123 Background: Our previous work on early PSA kinetics following prostate SBRT showed that an initial rapid and then slow PSA decline may result in very low PSA nadirs. This retrospective study sought to evaluate the PSA nadir 5 years following SBRT for low and intermediate risk prostate cancer (PCa). Methods: 65 low and 80 intermediate risk PCa patients were treated definitively with SBRT at Georgetown University Hospital between January 2008 and October 2011. All patients were treated to 35-37.5 Gy in 5 fractions delivered via the CyberKnife Radiosurgical System. Patients who received androgen deprivation therapy were excluded from this study. Pre- and post-treatment PSA and total testosterone levels were obtained during routine follow up visits.

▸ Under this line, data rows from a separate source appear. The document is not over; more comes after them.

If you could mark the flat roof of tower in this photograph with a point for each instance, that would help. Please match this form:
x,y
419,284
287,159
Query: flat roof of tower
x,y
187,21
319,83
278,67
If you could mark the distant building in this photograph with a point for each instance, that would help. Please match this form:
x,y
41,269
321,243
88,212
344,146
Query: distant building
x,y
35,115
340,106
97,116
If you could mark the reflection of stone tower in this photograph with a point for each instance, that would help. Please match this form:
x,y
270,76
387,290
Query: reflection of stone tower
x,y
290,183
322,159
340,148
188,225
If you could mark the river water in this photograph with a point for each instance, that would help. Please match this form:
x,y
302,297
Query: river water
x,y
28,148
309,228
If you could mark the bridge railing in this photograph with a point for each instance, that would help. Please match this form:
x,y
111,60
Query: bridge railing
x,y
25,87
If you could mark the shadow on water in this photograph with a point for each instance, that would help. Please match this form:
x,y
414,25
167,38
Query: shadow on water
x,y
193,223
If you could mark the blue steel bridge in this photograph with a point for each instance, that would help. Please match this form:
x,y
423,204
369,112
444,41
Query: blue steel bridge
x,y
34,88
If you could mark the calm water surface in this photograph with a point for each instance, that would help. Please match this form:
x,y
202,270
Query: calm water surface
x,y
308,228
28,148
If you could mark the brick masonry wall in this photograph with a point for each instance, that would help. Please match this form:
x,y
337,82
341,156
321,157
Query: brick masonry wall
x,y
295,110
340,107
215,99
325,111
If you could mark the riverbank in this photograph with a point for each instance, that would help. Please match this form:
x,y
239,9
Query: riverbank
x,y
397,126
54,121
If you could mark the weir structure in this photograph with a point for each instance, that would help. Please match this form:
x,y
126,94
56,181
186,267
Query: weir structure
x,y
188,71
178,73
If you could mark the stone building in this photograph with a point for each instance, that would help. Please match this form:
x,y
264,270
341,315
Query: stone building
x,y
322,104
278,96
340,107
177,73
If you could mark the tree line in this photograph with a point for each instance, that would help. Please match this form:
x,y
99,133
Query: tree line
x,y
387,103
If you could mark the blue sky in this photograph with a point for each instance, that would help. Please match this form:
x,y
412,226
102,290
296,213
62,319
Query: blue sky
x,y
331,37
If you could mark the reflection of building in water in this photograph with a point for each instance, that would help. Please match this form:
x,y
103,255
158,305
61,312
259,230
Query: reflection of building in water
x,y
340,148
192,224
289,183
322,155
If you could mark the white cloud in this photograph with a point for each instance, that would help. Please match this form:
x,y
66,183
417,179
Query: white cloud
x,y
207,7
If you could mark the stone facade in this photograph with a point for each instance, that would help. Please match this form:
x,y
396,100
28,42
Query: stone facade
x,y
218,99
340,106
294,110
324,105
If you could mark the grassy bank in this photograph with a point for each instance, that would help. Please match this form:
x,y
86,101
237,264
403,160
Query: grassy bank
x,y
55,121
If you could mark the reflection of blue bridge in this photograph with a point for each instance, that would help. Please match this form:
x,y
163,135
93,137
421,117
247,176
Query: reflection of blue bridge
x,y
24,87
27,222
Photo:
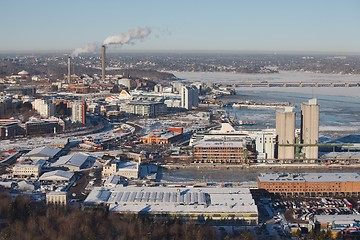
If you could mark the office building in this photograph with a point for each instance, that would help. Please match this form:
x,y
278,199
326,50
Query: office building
x,y
310,128
285,132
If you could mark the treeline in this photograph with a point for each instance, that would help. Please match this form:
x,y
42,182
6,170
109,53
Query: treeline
x,y
26,220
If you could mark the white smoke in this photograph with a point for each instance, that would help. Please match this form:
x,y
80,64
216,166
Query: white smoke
x,y
88,48
123,38
129,37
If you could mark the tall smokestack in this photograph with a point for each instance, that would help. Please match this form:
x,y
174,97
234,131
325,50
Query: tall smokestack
x,y
69,70
103,63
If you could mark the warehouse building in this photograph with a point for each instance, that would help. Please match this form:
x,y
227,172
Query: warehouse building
x,y
311,184
190,203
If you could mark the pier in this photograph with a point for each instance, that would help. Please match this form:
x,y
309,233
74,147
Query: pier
x,y
290,84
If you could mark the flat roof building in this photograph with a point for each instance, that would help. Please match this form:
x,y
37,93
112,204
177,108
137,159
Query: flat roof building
x,y
74,162
221,151
56,176
42,153
215,203
311,184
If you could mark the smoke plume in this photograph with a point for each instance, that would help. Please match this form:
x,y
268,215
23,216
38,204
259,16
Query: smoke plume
x,y
88,48
124,38
129,37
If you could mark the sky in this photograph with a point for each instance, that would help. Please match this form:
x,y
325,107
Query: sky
x,y
186,25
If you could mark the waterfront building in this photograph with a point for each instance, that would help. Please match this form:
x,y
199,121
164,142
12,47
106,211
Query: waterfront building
x,y
9,128
128,170
285,132
146,108
57,198
310,128
189,97
218,204
265,145
78,112
74,162
35,127
162,137
221,151
26,170
57,176
311,184
44,153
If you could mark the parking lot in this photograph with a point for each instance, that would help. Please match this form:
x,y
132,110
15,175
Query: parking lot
x,y
302,210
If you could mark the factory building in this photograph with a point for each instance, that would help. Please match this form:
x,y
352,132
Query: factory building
x,y
221,151
285,131
146,108
310,128
218,204
265,145
311,184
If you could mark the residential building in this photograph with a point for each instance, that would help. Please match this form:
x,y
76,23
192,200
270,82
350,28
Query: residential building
x,y
189,97
78,112
45,108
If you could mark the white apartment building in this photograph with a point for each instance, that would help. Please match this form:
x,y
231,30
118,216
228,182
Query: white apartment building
x,y
45,108
189,97
78,112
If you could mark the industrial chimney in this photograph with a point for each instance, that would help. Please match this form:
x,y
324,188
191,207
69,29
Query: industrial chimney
x,y
103,63
69,70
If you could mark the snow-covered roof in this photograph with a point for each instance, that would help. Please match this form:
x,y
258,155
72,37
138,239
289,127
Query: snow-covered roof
x,y
76,159
175,200
23,72
43,152
58,175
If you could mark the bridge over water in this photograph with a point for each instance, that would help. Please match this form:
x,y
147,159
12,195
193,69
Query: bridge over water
x,y
290,84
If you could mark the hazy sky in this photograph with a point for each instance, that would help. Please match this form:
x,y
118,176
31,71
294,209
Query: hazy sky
x,y
229,25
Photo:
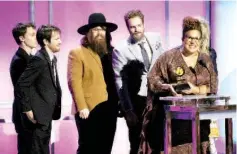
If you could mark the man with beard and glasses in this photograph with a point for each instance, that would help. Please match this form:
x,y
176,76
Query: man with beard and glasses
x,y
88,87
145,47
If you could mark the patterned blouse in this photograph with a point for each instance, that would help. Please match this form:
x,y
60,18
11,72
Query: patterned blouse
x,y
171,68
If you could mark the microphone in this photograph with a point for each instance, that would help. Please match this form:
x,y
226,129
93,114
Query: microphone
x,y
203,64
194,72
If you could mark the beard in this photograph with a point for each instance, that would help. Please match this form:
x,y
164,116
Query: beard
x,y
99,46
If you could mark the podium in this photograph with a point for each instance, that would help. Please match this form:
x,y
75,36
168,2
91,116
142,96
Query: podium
x,y
201,107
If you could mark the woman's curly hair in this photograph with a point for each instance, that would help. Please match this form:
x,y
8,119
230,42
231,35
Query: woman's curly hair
x,y
190,23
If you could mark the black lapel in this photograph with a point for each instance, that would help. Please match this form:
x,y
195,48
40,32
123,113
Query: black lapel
x,y
23,54
44,52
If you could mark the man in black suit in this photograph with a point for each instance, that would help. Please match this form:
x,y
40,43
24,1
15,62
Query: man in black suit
x,y
39,90
25,37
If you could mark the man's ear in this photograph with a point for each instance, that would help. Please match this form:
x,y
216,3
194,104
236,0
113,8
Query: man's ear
x,y
46,42
22,39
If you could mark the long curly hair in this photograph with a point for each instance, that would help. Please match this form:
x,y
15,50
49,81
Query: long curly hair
x,y
205,30
190,23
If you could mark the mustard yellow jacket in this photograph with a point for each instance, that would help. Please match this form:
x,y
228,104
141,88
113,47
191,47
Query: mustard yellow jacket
x,y
85,78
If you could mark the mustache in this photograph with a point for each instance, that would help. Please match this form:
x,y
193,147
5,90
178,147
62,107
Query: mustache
x,y
96,37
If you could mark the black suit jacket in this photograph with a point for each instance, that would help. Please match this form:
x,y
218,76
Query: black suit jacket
x,y
37,90
18,65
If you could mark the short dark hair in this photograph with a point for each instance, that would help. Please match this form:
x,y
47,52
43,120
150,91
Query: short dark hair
x,y
20,30
45,32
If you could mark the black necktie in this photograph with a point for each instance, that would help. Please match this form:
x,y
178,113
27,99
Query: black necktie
x,y
54,70
145,56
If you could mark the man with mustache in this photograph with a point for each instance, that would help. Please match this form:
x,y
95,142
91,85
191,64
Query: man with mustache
x,y
145,47
88,87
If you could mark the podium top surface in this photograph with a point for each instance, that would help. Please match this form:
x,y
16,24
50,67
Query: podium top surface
x,y
194,97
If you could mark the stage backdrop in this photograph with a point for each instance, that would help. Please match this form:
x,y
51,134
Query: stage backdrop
x,y
164,17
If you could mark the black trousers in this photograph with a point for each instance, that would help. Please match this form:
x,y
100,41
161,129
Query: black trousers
x,y
139,104
96,134
32,138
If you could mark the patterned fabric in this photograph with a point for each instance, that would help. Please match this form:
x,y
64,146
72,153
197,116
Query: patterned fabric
x,y
171,68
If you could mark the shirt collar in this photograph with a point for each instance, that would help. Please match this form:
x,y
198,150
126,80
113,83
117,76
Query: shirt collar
x,y
51,55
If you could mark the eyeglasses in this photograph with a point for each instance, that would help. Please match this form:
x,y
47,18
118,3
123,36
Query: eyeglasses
x,y
196,39
97,29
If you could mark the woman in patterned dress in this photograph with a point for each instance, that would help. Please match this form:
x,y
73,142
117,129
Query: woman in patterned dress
x,y
184,64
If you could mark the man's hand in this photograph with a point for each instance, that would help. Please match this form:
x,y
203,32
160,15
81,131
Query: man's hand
x,y
84,114
171,89
30,116
193,89
131,118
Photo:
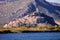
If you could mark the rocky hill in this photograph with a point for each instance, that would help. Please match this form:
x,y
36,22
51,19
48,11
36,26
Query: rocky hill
x,y
29,12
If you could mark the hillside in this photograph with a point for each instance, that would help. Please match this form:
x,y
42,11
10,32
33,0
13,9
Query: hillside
x,y
30,11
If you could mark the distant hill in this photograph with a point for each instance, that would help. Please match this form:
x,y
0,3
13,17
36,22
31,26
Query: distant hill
x,y
46,12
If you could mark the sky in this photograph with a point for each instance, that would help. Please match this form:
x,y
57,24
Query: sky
x,y
56,1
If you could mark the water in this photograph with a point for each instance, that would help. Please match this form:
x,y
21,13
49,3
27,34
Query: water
x,y
30,36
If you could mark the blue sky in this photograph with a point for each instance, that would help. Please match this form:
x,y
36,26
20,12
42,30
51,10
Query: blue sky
x,y
56,1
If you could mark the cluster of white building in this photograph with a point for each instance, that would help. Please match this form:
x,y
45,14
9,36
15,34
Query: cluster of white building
x,y
29,19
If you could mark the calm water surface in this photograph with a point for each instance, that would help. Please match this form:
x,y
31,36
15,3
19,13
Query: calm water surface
x,y
30,36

Biochemical relapse was defined as a PSA rise > 2 ng/mL above the nadir and analyzed using the Kaplan Meier method. The PSA nadir was defined as the lowest PSA value prior to biochemical relapse or as the lowest value recorded during follow up. Prostate ablation was defined as a PSA nadir < 0.2 ng/mL. Univariate logistic regression analysis was used to evaluate relevant variables on the likelihood of achieving a PSA nadir < 0.2 ng/mL. Results: The median age at the start of SBRT was 72 years. These patients had a median prostate volume of 36 cc with a median 25% of total cores involved. At a median follow up of 5.8 years, 84% and 37% of patients achieved a PSA nadir ≤ 0.5 ng/mL and < 0.2 ng/mL, respectively. Five low and 8 intermediate risk patients experienced a biochemical relapse; those who did not experience a biochemical relapse, achieved a median PSA nadir of 0.2 ng/mL. There was no difference between the 5-year bRFS rate for low (96.6%) and intermediate risk (97.4%) patients and the median time to PSA nadir was 36 months. Initial PSA (p = 0.024) and a lower testosterone at the time of the PSA nadir (p = 0.049) were found to be significant predictors of achieving a PSA nadir < 0.2 ng/mL. Conclusions: SBRT for low and intermediate risk PCa is a convenient treatment option with low PSA nadirs and a high rate of early bRFS. Less than 40% of patients achieved an ablative PSA nadir. Thus, the role of further dose escalation is an area of active investigation.